Palestinian Ambassador to the United Nations Riyad Mansour said Friday that if President-elect Donald Trump follows through on his campaign promise to move the U.S. embassy to Jerusalem, then “nobody should blame us for unleashing all of the weapons that we have in the U.N. to defend ourselves, and we have a lot of weapons in the U.N.”
Trump promised in March during a speech before the American Israel Public Affairs Committee (AIPAC) that, “We will move the U.S. embassy to the eternal capital of the Jewish people, Jerusalem.”
Following a private meeting with Israeli Prime Minister Binyamin Netanyahu in September, his campaign wrote that Trump “acknowledged that Jerusalem has been the eternal capital of the Jewish People for over 3,000 years, and that the United States, under a Trump administration, will finally accept the long-standing Congressional mandate to recognize Jerusalem as the undivided capital of the State of Israel.”

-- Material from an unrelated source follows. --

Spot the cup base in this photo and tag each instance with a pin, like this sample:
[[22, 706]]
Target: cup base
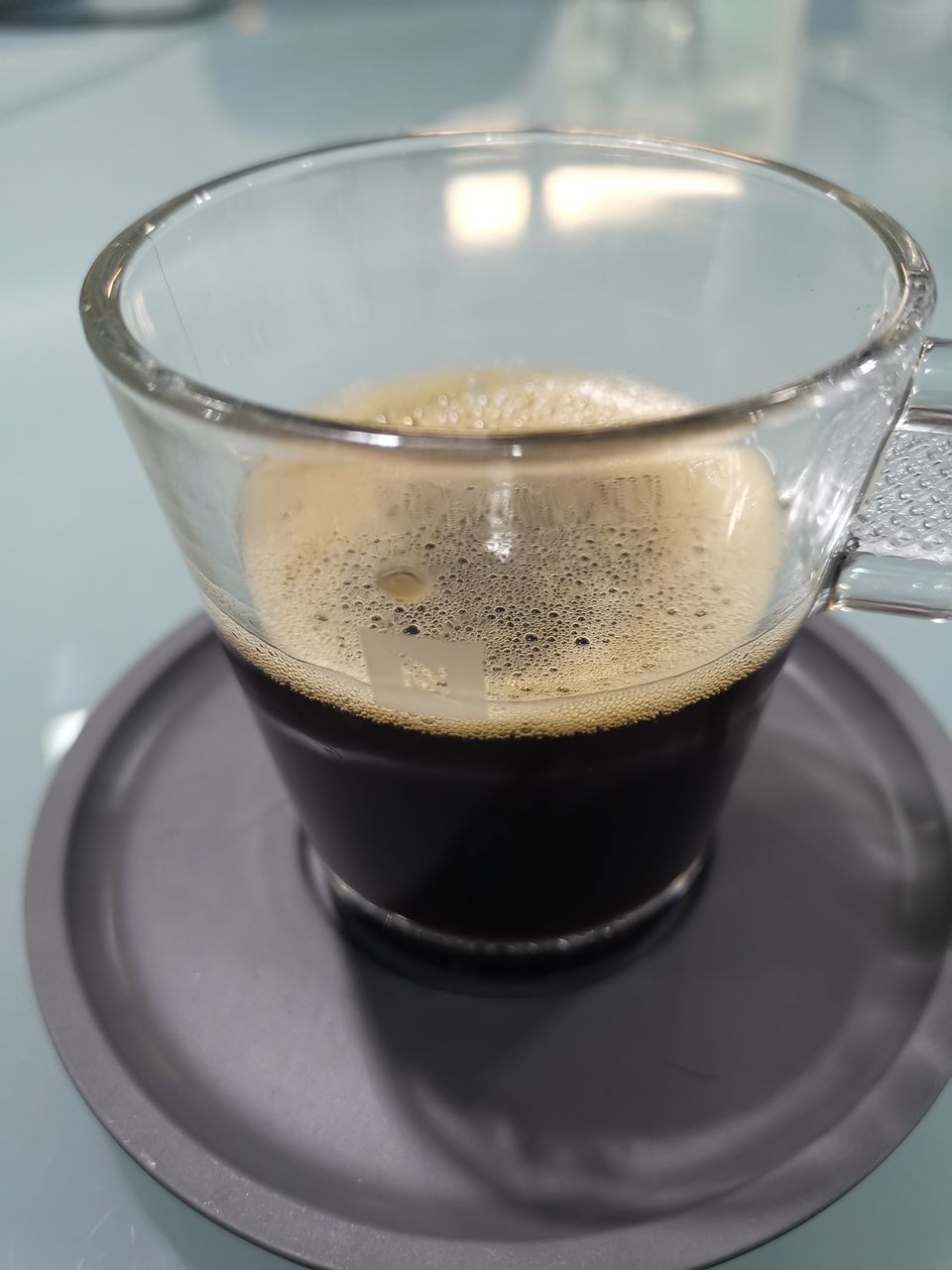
[[522, 952]]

The Trump campaign statement is referring to a 1995 law recognizing Jerusalem as Israel’s capital and that “the United States Embassy in Israel should be established in Jerusalem no later than May 31, 1999.” All three presidents since then have issued national security waivers.
“If people attack us by moving the embassy to Jerusalem, which is a violation of Security Council resolutions, it is a violation of resolution 181 of the U.N. General Assembly that was drafted by the U.S.,” Mansour claimed. “If they do that, nobody should blame us for unleashing all of the weapons that we have in the U.N. to defend ourselves, and we have a lot of weapons in the U.N.”
Mansour said that while the Palestinian Authority could not respond to a move of the U.S. Embassy to Jerusalem with a Security Council resolution – because the United States would veto it – there were actions that he could take.
“Maybe I can't have resolutions in the Security Council but I can make their lives miserable every day with precipitating a veto on my admission as a member state. Italy in 1949 received three consecutive vetoes on its admission to the U.N. from the Soviet Union. These are the kind of things that I can do,” he said.
“Many candidates gave the same election promise [to move the embassy] but didn’t implement it, because what you do when you are campaigning is one thing, but when you have to deal with the legal thing it is something else,” Mansour added.
Hopes are raised for the move among politicians in Israel, however, and David Friedman, an advisor to the Trump campaign, told The Jerusalem Post that “it was a campaign promise, and there is every intention to keep it.”